Understanding the "mass spec," as Zelanko calls it, requires a return to high school chemistry, where you might have learned that atoms of the same element can vary in number of neutrons. These variants are called isotopes, and though they share the same chemical properties, they have different masses –– a carbon-14 atom, for example, weighs slightly more than a carbon-13 atom, because it has one extra neutron. Detecting that difference is, in a nutshell, the job of the mass spectrometer. Aptly named, the machine uses the mass of a sample to identify what isotopes it contains.
This ultimately proves much more interesting than it sounds, because the kinds of isotopes found can say a lot about the source –– that a suspect's car was at a crime scene, for example, or that a scientist's sister has given up meat. In dietary studies like Zelanko's, carbon analyses can reveal the kinds of vegetation the sample fed on.
"In the carbon world, you can distinguish C3 plants from C4 plants," Zelanko explains. "C3 plants are all your vegetables, your trees, some grasses, some shrubs. Your C4 plants are sugar and corn, and temperate, warm-climate grasses."
Nitrogen analyses, however, can pinpoint with reliable precision where a sample sits on the food chain. As organisms climb the primordial hierarchy of who-eats-what — scientists call these "trophic levels" — the quantities of heavier nitrogen isotopes in their chemical composition also rise.
"Decaying organic matter and plants — that's the bottom," Zelanko explains. "Whatever eats plants is one trophic level higher. Let's say rabbit. Whatever eats the rabbit is another trophic level higher." These higher organisms are composed of their own nitrogen and the nitrogen of all the organisms they eat.
When Zelanko ran carbon and nitrogen analyses of her lorikeet samples, she found indication of C3 vegetation ("Not that exciting," Zelanko concedes, "there's probably just not much C4 vegetation in that region") –– but the nitrogen results sent her reeling.
If the lorikeets fed primarily on nectar, their nitrogen isotope composition should be fairly low, as nectar is not high on the food chain.
"But these [data points] span a whole bunch of trophic levels," Zelanko says, gesturing to a scatter plot whose values are, quite literally, scattered. "That's crazy. Just looking at this, it looks like they are getting their nitrogen from something other than a plant source."
Still, Zelanko hesitates to draw conclusions. The lorikeets she sampled come from environments across Australia –– so there's a chance her Jackson Pollock-ish scatter plot merely represents their natural variation.

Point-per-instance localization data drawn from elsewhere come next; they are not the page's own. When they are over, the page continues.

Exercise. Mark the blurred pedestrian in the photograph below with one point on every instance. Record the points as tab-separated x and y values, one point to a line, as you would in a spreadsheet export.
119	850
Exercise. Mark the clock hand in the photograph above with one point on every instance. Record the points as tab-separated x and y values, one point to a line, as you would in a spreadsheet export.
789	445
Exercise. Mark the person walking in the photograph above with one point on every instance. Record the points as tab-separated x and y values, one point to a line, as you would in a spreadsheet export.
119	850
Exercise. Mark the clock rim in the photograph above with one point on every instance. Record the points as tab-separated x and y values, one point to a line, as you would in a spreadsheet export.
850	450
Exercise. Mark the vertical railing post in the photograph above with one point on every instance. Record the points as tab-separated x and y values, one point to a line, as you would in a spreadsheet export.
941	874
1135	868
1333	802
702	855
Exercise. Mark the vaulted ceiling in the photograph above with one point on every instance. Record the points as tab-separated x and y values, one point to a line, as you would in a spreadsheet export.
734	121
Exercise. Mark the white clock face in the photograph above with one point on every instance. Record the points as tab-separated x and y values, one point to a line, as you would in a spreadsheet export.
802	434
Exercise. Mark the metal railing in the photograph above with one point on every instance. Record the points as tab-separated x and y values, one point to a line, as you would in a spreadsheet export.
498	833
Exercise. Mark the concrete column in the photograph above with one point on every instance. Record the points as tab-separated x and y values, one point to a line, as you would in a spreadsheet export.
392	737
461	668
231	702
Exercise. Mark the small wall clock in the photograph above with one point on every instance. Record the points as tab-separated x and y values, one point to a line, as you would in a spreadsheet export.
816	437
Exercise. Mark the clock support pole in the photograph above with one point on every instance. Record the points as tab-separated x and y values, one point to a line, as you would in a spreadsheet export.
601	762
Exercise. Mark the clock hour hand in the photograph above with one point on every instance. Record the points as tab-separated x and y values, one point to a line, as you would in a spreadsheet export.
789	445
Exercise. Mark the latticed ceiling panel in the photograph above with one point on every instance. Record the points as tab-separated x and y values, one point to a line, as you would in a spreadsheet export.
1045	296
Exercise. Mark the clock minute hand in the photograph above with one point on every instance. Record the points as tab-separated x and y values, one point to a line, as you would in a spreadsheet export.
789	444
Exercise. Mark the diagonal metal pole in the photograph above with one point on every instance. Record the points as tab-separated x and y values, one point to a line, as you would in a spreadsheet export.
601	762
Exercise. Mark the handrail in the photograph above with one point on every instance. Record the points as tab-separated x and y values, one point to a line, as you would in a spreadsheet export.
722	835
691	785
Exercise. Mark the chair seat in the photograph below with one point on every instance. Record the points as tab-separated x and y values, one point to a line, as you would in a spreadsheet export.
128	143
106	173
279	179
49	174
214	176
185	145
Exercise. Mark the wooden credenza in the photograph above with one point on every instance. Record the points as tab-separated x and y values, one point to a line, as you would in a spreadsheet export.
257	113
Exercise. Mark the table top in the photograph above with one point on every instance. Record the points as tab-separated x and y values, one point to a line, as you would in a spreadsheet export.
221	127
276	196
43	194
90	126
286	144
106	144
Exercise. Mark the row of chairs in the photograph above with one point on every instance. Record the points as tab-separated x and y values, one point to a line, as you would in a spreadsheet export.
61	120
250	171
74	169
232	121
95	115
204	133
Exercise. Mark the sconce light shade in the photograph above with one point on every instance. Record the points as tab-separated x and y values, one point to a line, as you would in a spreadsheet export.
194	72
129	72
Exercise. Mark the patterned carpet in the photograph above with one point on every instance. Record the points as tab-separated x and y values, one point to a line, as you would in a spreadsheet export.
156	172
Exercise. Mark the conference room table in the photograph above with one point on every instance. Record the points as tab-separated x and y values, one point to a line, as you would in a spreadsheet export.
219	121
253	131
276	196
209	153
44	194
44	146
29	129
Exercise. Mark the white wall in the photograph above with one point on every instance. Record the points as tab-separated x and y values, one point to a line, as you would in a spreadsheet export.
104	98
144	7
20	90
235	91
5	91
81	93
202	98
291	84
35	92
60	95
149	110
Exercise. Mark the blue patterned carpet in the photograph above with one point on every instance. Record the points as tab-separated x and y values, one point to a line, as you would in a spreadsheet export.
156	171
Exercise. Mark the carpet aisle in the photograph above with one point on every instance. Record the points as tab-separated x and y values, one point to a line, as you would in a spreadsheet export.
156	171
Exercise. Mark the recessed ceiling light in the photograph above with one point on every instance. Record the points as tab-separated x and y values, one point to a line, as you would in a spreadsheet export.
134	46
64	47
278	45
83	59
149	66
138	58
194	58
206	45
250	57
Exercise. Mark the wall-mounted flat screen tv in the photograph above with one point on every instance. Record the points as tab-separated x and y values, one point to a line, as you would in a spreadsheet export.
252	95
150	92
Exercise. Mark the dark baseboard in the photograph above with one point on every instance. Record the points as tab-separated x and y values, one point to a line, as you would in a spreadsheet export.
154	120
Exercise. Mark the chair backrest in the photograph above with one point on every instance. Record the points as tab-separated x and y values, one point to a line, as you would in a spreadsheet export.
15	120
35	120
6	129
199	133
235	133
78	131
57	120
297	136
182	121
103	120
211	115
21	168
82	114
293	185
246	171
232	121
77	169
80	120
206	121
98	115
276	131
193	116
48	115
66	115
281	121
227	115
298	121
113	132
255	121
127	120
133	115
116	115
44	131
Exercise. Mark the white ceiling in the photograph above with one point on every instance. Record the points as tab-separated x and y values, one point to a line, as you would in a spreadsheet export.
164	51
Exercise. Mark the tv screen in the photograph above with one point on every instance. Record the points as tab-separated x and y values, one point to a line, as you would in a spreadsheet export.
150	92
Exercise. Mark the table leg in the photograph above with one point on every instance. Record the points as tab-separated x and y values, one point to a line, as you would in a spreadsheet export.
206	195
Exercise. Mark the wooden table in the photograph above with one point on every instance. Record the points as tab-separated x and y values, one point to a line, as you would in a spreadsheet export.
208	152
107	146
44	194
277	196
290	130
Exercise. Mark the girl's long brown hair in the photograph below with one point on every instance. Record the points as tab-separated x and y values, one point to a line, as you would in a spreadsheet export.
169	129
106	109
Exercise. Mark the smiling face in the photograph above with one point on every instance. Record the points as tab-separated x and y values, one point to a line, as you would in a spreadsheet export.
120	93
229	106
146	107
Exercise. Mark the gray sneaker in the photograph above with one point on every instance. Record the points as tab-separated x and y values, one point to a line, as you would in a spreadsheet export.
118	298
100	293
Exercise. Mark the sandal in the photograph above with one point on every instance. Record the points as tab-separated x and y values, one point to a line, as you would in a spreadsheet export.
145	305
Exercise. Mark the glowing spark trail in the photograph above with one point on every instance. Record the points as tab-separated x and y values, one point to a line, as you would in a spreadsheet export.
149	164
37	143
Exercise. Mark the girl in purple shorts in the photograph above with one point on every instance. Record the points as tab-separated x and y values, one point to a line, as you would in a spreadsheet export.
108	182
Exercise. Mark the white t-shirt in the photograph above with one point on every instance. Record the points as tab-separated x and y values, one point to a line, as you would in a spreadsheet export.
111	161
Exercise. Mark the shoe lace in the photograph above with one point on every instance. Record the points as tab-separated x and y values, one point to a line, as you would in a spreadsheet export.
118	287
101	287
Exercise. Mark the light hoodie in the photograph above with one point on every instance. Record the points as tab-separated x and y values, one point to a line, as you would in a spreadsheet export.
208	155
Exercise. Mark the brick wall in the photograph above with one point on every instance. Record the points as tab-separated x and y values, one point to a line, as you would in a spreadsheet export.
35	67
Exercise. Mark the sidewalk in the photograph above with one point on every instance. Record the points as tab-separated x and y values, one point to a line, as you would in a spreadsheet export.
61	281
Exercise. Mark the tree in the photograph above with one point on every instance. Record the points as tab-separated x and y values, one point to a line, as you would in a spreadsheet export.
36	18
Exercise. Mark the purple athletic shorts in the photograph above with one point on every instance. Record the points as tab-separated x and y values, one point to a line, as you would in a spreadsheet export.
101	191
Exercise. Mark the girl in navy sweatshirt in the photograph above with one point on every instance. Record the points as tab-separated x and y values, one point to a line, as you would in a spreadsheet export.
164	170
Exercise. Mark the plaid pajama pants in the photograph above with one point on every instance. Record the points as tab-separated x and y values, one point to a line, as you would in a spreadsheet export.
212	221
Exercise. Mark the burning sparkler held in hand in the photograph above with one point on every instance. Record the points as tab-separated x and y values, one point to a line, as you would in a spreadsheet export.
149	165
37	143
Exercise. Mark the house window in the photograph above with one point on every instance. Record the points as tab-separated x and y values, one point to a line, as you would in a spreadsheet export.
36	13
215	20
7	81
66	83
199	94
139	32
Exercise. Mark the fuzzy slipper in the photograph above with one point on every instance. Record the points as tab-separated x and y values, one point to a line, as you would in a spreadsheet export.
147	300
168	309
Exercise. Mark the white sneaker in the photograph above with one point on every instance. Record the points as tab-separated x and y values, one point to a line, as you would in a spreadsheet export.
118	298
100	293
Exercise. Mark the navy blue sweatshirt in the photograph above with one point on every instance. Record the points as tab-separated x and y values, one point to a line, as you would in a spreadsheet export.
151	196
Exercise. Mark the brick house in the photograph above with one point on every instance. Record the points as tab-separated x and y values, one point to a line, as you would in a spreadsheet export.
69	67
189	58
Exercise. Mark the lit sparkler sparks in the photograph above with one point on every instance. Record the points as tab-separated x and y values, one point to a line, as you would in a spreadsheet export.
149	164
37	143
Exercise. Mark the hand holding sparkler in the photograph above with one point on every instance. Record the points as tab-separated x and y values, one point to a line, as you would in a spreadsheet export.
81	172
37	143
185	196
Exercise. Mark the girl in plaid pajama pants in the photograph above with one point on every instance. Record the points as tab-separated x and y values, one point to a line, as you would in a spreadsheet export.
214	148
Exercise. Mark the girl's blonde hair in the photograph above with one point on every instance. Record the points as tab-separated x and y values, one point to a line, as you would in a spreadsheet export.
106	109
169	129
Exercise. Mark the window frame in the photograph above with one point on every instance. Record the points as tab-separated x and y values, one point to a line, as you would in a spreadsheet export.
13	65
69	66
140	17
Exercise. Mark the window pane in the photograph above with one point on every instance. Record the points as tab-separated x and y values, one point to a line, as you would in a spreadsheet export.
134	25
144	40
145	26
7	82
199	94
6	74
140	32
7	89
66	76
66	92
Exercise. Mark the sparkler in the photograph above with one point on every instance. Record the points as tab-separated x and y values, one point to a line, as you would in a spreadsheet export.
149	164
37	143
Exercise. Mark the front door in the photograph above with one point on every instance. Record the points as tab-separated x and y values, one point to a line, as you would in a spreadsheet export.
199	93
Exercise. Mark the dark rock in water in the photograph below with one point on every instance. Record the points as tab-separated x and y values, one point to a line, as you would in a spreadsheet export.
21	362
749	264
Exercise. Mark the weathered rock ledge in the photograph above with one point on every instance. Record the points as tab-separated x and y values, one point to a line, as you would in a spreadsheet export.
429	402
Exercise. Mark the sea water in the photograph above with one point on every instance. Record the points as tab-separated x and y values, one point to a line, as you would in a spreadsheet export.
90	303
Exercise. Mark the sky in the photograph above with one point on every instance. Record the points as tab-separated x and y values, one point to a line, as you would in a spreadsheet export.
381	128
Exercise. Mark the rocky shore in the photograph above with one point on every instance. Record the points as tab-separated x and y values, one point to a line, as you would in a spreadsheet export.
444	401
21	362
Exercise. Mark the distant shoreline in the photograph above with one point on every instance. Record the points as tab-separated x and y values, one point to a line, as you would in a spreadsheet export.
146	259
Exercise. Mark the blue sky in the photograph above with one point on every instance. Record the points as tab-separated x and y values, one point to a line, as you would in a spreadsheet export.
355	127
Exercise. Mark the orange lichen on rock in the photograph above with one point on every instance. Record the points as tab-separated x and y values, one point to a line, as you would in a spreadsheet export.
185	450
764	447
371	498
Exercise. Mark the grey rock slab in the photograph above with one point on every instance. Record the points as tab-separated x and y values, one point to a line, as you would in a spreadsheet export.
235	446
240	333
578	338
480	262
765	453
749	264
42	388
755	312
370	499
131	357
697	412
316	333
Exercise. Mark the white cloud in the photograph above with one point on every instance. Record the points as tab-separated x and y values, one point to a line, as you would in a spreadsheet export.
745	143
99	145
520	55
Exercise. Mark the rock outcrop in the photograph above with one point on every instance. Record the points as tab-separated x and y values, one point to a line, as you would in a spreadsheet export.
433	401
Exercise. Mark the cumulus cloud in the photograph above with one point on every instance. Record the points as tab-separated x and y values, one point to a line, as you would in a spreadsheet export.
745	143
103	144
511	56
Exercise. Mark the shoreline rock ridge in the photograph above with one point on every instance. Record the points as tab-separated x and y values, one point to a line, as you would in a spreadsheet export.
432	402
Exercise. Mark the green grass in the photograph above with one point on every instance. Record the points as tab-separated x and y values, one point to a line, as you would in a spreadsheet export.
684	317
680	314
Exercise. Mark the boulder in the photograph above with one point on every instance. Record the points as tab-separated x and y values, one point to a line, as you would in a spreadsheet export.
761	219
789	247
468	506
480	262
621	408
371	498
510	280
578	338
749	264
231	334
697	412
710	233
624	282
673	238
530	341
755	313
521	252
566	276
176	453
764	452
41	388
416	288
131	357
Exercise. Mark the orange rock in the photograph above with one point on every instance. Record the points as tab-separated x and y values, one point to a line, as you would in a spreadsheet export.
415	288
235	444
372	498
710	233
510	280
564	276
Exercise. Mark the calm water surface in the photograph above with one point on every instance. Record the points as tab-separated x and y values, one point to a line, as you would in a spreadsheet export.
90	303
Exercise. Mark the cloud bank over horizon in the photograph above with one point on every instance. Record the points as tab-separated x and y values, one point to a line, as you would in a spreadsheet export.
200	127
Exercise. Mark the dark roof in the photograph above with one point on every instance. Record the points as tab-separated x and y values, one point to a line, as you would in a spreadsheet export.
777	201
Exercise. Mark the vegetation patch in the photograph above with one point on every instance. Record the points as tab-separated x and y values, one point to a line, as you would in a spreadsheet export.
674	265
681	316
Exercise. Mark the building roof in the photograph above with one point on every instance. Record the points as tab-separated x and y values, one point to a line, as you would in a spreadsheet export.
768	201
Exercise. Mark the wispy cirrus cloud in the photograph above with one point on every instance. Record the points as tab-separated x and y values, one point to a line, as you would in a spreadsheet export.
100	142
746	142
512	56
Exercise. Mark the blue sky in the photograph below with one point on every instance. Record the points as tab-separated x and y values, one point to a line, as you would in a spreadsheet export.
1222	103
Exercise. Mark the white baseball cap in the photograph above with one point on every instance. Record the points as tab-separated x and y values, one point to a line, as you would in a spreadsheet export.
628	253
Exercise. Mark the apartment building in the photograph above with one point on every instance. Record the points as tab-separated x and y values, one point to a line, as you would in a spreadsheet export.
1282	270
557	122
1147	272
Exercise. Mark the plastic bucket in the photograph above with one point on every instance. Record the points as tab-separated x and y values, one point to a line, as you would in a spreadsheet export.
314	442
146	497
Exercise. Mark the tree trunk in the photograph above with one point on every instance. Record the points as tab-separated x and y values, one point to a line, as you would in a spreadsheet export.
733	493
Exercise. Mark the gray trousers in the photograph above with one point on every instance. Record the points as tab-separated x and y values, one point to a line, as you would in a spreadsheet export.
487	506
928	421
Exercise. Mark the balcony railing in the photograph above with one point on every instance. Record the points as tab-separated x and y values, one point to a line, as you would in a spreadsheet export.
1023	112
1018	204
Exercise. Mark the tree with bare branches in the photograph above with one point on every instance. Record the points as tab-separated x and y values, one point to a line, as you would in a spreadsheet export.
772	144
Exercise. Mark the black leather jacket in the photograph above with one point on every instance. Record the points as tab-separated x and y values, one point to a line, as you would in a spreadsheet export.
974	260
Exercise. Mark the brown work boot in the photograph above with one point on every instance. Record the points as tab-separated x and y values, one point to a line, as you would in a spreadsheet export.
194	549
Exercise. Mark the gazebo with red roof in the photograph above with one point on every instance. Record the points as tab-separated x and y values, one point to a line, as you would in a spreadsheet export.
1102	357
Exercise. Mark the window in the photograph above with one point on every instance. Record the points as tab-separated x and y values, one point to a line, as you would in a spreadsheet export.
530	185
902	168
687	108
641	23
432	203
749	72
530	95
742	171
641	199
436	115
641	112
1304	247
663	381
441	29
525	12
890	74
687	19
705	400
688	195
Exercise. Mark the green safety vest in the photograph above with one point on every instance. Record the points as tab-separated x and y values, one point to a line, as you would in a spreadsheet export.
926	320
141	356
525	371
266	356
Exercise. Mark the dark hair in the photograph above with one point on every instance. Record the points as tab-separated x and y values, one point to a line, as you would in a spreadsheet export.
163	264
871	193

"I could run isotopes on osprey [specimens] from everywhere over the country," Zelanko says. "Even though they're all from the top of the aquatic food chain, they're all going to be different –– because the bottom of the food chain varies in different places. So, I need to see if this [distribution] is realistic for nectar-eaters."
In other words, Zelanko needs to compare her data with another nectar-drinking Australian bird. If their values are equally wide-ranging, the results can be attributed to variance in environment. But if not, these flying rainbow Popsicles are probably eating flesh.